DESENZANO DEL GARDA
Die
Stadt zeigt zwei völlig verschiedene historische Siedlungsschichten,
was in den bemerkenswerten archäologischen Zeugnissen zum Ausdruck kommt.
Skulpturenteile, Freskenreste und andere Fundstücke bieten neben den
vielen Räumen des archäologischen Komplexes die Gelegenheit zu einem
historischen Ausflug auf der Suche nach früheren Zeiten. Wenn wir die
Stationen nennen wollen, die man auf jeden Fall gesehen haben muss, so sind
dies: der große Olivenwald, die Straße mit den kleinen Geschäften,
der große Pfahl, das dreibogige Paradiesfenster, die Höhle des
Pferdes, die Halle der Giganten, die doppelte Kryptoportikus, das Bad, das
Schwimmbad und die Zisterne (die wahrscheinlich zu einem größeren
Thermenkomplex gehörten). Das milde Mikroklima erlaubt die Entwicklung
einer Vegetation mit Arten, die eher für die mediterranen Breiten typisch
sind wie Lorbeer, Oliven, Palmen und Oleander. In der Umgebung gibt es ein
weites Hügelland, das ideal für den Weinbau ist, vor allem für
den Lugana und den Tokayer. Dank dem milden Klima ist Desenzano ein beliebter
Urlaubsort, das ganze Jahr über Ziel von Touristen. Im Ort ist ein funktionstüchtiger
Jachthafen für die Schifffahrt auf dem See, außerdem ist er optimal
an das Straßennetz angebunden. Im Ortskern ist die Piazza Malvezzi,
die reich an schönen Gebäuden ist. Am alten Hafen in der Stadt sind
die Laubengänge des ehemaligen Rathauses, das von Giulio Todeschini errichtet
wurde. Im Hintergrund des Platzes mit dem Denkmal von Angela Merici (15.-16.

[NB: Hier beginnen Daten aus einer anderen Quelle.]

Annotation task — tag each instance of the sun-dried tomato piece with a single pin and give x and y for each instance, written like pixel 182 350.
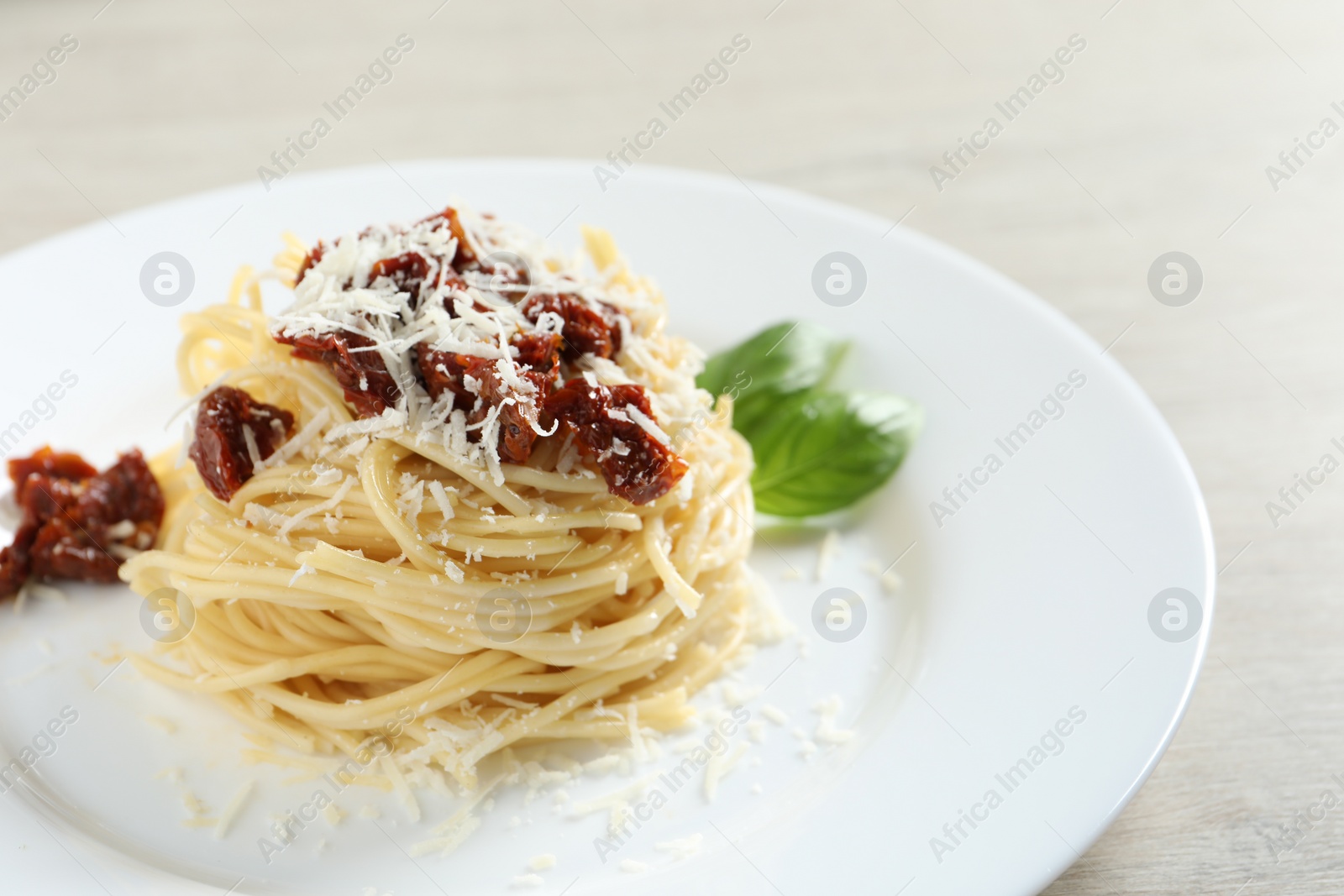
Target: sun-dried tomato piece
pixel 355 364
pixel 407 270
pixel 539 352
pixel 465 257
pixel 315 255
pixel 538 355
pixel 636 465
pixel 62 465
pixel 77 523
pixel 221 450
pixel 444 372
pixel 589 328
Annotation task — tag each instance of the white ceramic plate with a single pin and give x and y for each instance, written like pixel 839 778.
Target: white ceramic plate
pixel 1025 636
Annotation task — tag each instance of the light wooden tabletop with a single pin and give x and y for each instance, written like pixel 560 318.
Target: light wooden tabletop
pixel 1153 137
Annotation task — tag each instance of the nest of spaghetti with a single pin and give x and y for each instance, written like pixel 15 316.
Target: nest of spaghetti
pixel 383 587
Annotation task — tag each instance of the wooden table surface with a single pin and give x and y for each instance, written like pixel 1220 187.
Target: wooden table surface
pixel 1155 137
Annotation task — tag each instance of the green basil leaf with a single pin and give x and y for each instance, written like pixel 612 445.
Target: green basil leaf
pixel 776 363
pixel 820 452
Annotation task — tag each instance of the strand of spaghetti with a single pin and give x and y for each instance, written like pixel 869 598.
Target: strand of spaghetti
pixel 506 496
pixel 687 598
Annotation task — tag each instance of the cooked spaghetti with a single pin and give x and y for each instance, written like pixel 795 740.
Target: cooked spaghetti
pixel 414 537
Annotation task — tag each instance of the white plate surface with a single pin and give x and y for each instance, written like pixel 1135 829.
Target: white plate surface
pixel 1030 602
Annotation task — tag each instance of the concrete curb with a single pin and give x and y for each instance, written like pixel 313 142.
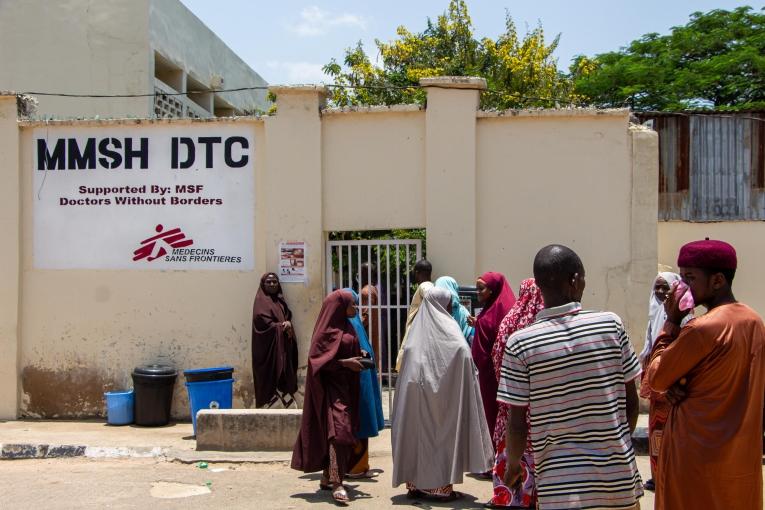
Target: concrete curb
pixel 21 451
pixel 24 451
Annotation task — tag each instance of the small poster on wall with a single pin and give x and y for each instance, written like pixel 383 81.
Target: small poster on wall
pixel 292 262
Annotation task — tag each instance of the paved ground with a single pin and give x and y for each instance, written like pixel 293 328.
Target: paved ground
pixel 157 483
pixel 151 484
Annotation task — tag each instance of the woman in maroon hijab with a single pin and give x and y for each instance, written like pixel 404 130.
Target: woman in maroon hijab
pixel 330 410
pixel 274 348
pixel 496 297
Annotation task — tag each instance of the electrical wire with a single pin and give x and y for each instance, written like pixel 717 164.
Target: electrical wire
pixel 390 87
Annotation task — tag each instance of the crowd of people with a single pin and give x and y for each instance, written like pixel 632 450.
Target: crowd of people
pixel 536 393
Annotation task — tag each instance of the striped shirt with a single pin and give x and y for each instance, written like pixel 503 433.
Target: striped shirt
pixel 570 367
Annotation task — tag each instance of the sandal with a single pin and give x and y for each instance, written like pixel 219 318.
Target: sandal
pixel 414 494
pixel 359 476
pixel 340 495
pixel 455 495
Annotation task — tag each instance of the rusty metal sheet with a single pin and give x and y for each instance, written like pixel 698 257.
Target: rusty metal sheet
pixel 711 166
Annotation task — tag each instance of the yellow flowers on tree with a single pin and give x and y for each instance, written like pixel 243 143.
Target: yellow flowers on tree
pixel 520 72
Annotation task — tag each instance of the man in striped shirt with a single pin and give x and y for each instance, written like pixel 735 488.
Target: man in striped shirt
pixel 575 372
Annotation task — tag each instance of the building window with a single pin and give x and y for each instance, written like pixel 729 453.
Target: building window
pixel 167 106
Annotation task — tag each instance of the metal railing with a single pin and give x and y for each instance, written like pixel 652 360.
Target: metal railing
pixel 387 266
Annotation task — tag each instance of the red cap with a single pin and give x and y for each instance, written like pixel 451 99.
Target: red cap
pixel 708 254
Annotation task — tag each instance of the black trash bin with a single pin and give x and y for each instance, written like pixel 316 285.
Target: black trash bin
pixel 153 394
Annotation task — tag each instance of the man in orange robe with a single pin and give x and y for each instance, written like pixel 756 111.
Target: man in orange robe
pixel 713 372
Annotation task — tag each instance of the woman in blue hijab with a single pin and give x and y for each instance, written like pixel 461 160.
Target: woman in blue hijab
pixel 459 312
pixel 371 420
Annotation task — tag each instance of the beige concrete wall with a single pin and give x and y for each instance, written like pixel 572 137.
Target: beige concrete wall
pixel 9 258
pixel 374 169
pixel 582 178
pixel 748 237
pixel 84 331
pixel 547 177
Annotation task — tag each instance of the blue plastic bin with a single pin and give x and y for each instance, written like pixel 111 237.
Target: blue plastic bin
pixel 119 407
pixel 209 395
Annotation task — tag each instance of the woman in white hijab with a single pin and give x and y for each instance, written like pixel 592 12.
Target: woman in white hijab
pixel 439 431
pixel 659 408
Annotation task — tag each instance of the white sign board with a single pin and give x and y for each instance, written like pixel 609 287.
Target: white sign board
pixel 292 262
pixel 144 197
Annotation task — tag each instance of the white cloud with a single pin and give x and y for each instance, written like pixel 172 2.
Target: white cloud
pixel 315 21
pixel 297 72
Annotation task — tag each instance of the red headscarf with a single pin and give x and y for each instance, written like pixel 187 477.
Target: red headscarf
pixel 330 407
pixel 331 324
pixel 274 353
pixel 486 326
pixel 487 323
pixel 522 313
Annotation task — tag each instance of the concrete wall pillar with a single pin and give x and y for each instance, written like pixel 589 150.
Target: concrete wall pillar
pixel 293 174
pixel 9 258
pixel 450 174
pixel 644 144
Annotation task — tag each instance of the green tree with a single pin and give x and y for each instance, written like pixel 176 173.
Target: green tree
pixel 520 72
pixel 716 60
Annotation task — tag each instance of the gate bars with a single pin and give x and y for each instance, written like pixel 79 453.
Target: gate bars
pixel 388 265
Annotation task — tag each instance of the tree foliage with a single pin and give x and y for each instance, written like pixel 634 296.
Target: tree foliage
pixel 520 71
pixel 716 60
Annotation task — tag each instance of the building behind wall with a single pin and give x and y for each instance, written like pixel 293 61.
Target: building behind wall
pixel 712 184
pixel 154 48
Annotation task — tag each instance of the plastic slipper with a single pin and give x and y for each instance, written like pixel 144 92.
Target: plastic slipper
pixel 358 476
pixel 340 495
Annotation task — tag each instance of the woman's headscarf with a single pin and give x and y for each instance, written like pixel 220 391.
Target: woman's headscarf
pixel 321 419
pixel 331 324
pixel 274 353
pixel 371 418
pixel 438 427
pixel 486 327
pixel 522 313
pixel 459 312
pixel 656 314
pixel 487 322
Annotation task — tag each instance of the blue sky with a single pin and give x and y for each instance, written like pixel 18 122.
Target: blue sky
pixel 289 41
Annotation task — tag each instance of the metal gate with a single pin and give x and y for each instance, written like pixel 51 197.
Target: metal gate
pixel 385 267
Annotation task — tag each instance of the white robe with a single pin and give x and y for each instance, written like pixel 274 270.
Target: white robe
pixel 439 431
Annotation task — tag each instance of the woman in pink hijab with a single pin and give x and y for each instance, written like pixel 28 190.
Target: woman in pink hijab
pixel 496 297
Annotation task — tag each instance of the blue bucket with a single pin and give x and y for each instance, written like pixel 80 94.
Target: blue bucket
pixel 119 407
pixel 209 395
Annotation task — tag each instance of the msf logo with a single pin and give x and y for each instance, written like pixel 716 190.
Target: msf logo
pixel 159 245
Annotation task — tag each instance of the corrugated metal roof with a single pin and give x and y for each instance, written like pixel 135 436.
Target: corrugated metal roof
pixel 712 166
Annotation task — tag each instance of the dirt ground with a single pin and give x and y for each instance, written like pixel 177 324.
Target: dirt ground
pixel 84 483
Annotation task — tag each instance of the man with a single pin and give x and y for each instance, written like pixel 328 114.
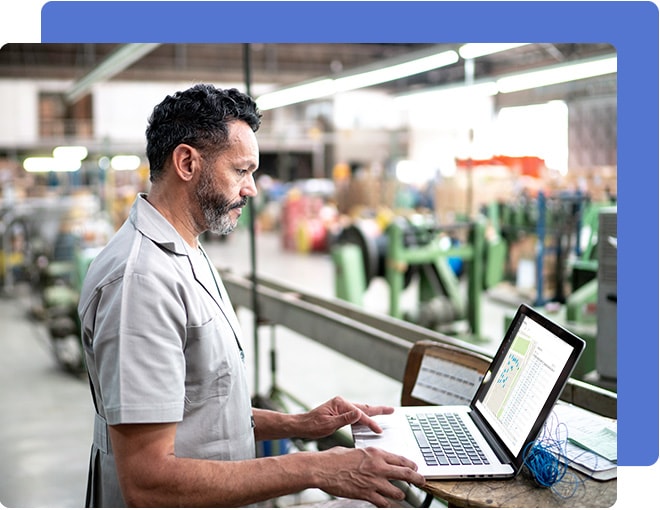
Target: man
pixel 174 424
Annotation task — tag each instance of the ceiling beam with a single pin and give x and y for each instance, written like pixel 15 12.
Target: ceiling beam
pixel 115 63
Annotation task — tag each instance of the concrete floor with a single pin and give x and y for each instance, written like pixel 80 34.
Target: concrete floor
pixel 46 423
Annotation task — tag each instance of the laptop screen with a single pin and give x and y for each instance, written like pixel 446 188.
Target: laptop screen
pixel 525 383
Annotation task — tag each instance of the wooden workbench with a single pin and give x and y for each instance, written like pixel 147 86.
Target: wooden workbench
pixel 523 492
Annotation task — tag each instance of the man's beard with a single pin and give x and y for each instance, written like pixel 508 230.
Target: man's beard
pixel 215 206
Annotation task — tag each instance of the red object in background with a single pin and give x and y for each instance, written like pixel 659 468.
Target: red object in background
pixel 531 166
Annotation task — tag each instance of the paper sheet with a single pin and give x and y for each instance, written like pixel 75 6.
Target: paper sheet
pixel 442 382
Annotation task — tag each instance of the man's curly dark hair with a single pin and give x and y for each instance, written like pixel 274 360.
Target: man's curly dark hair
pixel 198 116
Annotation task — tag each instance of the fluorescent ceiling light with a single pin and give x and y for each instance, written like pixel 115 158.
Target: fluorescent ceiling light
pixel 296 94
pixel 49 164
pixel 325 87
pixel 481 89
pixel 70 152
pixel 561 73
pixel 395 72
pixel 475 50
pixel 125 162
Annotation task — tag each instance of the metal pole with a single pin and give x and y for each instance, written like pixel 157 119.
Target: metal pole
pixel 253 251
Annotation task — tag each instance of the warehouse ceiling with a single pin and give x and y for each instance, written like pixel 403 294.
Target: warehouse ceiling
pixel 277 64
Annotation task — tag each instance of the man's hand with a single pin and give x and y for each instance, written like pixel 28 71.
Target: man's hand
pixel 365 474
pixel 335 414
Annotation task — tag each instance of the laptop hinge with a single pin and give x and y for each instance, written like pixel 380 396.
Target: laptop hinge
pixel 492 438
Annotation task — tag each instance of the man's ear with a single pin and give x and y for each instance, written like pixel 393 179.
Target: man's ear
pixel 186 161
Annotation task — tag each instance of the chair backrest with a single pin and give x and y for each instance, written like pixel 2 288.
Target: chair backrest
pixel 582 394
pixel 469 364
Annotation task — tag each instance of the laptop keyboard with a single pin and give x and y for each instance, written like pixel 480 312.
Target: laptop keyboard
pixel 445 440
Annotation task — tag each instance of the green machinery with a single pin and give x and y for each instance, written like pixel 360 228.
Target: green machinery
pixel 570 222
pixel 417 248
pixel 60 282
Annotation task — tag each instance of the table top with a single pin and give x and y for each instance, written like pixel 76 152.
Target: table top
pixel 523 492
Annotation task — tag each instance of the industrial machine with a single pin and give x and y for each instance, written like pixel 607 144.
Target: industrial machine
pixel 448 265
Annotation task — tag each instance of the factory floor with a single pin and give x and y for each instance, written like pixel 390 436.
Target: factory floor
pixel 47 414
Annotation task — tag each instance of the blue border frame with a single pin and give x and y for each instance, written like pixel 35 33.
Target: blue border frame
pixel 636 42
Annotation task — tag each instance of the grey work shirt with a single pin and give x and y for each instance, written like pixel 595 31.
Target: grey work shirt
pixel 162 345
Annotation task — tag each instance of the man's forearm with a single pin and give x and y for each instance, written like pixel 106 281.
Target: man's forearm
pixel 187 482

Jh.) befindet sich die mittelalterliche Burg (14.-15. Jh.), die auf den Resten
des römischen Castrum steht, von dem noch mächtige Mauern und Türme
zu sehen sind.
Die Pfarrkirche S. Maria Maddalena geht auf das 16. Jh. zurück und wurde
vom Architekten Giulio Todeschini errichtet. Das dreischiffige Innere zeigt
unter anderem ein letztes Abendmahl des Tiepolo, Malereien von Zenon Veronese,
Celesti und anderen Meistern. Im Palazzo Bagatta ist eine Kreuzabnahme zu
sehen, wahrscheinlich ein Werk Palmas des Jüngeren. Die Römerzeit
in Desenzano wird auf unvergleichliche Weise durch die römische Villa
des 3.-4.Jhs. dargestellt, die in den Zwanziger Jahren gefunden worden ist.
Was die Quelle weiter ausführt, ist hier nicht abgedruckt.